I prayed for Darlene, for Alafair, my father and brother, and finally for myself. A muscular, blond-headed priest in black trousers, scuffed cowboy boots, and a T-shirt came out of the sacristy and began removing the flower vases from the altar. I walked to the communion rail, introduced myself, and asked if he would hear my confession.

"Let's go out into the garden," he said.

Between the church and the rectory was a sunny enclosure of lawn and flower beds, stone benches, bird feeders, and a small greenhouse. The priest and I sat next to one another on a bench, and I told him about my relationship with Darlene and finally about her death. While I talked he flipped small pieces of dirt at the leaves of a potted caladium. When I finished he was silent a moment; then he said, "I'm not quite sure what you're confessing to. Do you feel that you used this woman?"

"I don't know."

"Do you think you contributed to her death?"

"I don't think so. But I'm not sure."

"I think that something else is troubling you, something that we're not quite talking about."

I told him about Annie, the shotgun blasts that leapt in the darkness of our bedroom, the sheet drenched with her blood, the coldness of her fingers when I put them in my mouth. I could hear him breathing next to me. When I looked up at him I saw him swallow.

"I'm sorry," he said.

"It won't go away, Father. I don't believe it ever will."

He picked up another piece of hard dirt off the grass and started to flip it at the plant, then dropped it from his hand.

"I feel inadequate in trying to advise you," he said.

"But I think you're a good man and you're doing yourself an unnecessary injury. You were lonely when you met the Indian lady. You obviously cared for her. Sometimes maybe it's a vanity to judge ourselves. Did you ever think of it that way? You make your statement in front of God, then you let Him be the measure of right and wrong in your life. And I don't believe you caused your wife's death. Sometimes when that kind of evil comes into our lives, we can't explain it, so we blame it on God or ourselves. In both cases we're wrong. Maybe it's time you let yourself out of prison."

I didn't answer him.

"Do you want absolution?"

"Yes."

"What for?"

"I don't know. For my inadequacies. My failures. For any grief or injury I've brought an innocent person. That's the best I can say. I can't describe it."

His forearms were folded on his thighs. He looked down at his boots, but I could see a sad light in his eyes. He took a deep breath.
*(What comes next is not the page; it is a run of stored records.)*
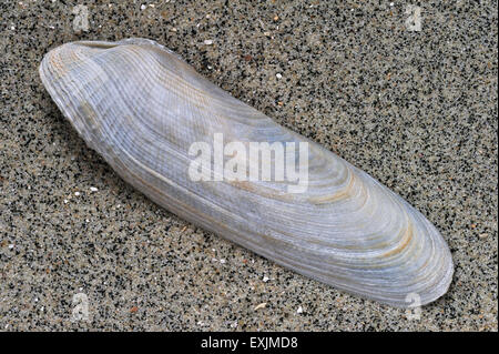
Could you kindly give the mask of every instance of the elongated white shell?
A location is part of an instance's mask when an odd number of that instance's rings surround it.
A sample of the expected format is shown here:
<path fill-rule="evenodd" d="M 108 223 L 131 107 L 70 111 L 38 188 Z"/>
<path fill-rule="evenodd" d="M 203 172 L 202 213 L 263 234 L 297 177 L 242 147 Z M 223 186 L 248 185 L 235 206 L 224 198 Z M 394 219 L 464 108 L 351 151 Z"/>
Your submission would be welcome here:
<path fill-rule="evenodd" d="M 446 293 L 452 260 L 425 216 L 164 47 L 144 39 L 68 43 L 44 57 L 40 75 L 86 144 L 181 218 L 301 274 L 394 306 Z M 272 181 L 192 181 L 189 148 L 212 143 L 215 133 L 225 142 L 308 141 L 307 191 L 292 194 L 286 183 Z"/>

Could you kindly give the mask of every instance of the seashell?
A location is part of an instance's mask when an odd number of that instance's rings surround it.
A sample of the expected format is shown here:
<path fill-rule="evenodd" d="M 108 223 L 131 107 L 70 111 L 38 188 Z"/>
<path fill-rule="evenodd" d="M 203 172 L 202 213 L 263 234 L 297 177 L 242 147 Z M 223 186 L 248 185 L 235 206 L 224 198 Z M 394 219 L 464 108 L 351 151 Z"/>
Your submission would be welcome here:
<path fill-rule="evenodd" d="M 86 144 L 128 183 L 179 216 L 303 275 L 393 306 L 414 305 L 411 299 L 424 305 L 447 292 L 451 255 L 425 216 L 156 42 L 67 43 L 43 58 L 40 75 Z M 306 190 L 289 190 L 296 179 L 220 181 L 215 164 L 203 170 L 215 181 L 193 181 L 190 146 L 213 144 L 215 134 L 244 146 L 308 143 Z M 286 163 L 299 160 L 291 156 Z M 261 170 L 277 160 L 264 161 Z"/>

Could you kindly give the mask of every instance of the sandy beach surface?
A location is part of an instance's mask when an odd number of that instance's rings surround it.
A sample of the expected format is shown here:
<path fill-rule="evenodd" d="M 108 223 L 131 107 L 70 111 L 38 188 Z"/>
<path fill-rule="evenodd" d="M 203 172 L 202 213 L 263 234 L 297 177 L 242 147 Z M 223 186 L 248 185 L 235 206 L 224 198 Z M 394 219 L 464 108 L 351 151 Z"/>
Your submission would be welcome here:
<path fill-rule="evenodd" d="M 0 331 L 497 331 L 497 1 L 2 1 Z M 38 67 L 153 39 L 421 211 L 455 262 L 404 310 L 207 233 L 88 149 Z M 264 304 L 264 305 L 263 305 Z M 88 317 L 75 316 L 86 305 Z"/>

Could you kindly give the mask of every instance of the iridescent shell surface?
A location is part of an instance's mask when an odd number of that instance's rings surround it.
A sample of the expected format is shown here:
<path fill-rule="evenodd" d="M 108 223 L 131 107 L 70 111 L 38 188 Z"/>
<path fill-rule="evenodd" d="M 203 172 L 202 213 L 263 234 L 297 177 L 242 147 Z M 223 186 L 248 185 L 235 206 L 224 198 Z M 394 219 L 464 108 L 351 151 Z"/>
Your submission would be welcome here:
<path fill-rule="evenodd" d="M 454 266 L 436 227 L 323 146 L 233 98 L 154 41 L 72 42 L 40 65 L 53 101 L 130 184 L 179 216 L 336 289 L 393 306 L 445 294 Z M 193 142 L 308 142 L 308 188 L 192 181 Z"/>

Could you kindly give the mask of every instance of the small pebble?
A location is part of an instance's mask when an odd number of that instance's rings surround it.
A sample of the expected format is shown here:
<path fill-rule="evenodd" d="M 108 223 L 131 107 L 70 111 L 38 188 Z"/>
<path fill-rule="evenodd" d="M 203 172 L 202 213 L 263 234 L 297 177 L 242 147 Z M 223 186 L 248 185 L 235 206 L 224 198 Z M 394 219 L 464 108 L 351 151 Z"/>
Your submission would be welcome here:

"I wish I could be of more help to you," he said.

"We're not always up to the situation. Our experience is limited."

"You've been more than kind."

"Give it time, Mr. Robicheaux." Then he smiled and said, "Not everybody gets to see a blinding light on the way to Damascus."

When I left that sunny, green enclosure between the buildings, he was kneeling down in a flower bed, troweling out a hole for the pink-and-gray-striped caladium, his eyes already intent with his work, his day obviously ordered and serene and predictable in a way that I could not remember mine being since I walked off the plane into a diesel-laced layer of heat at Tan Son Nhut air base in 1964.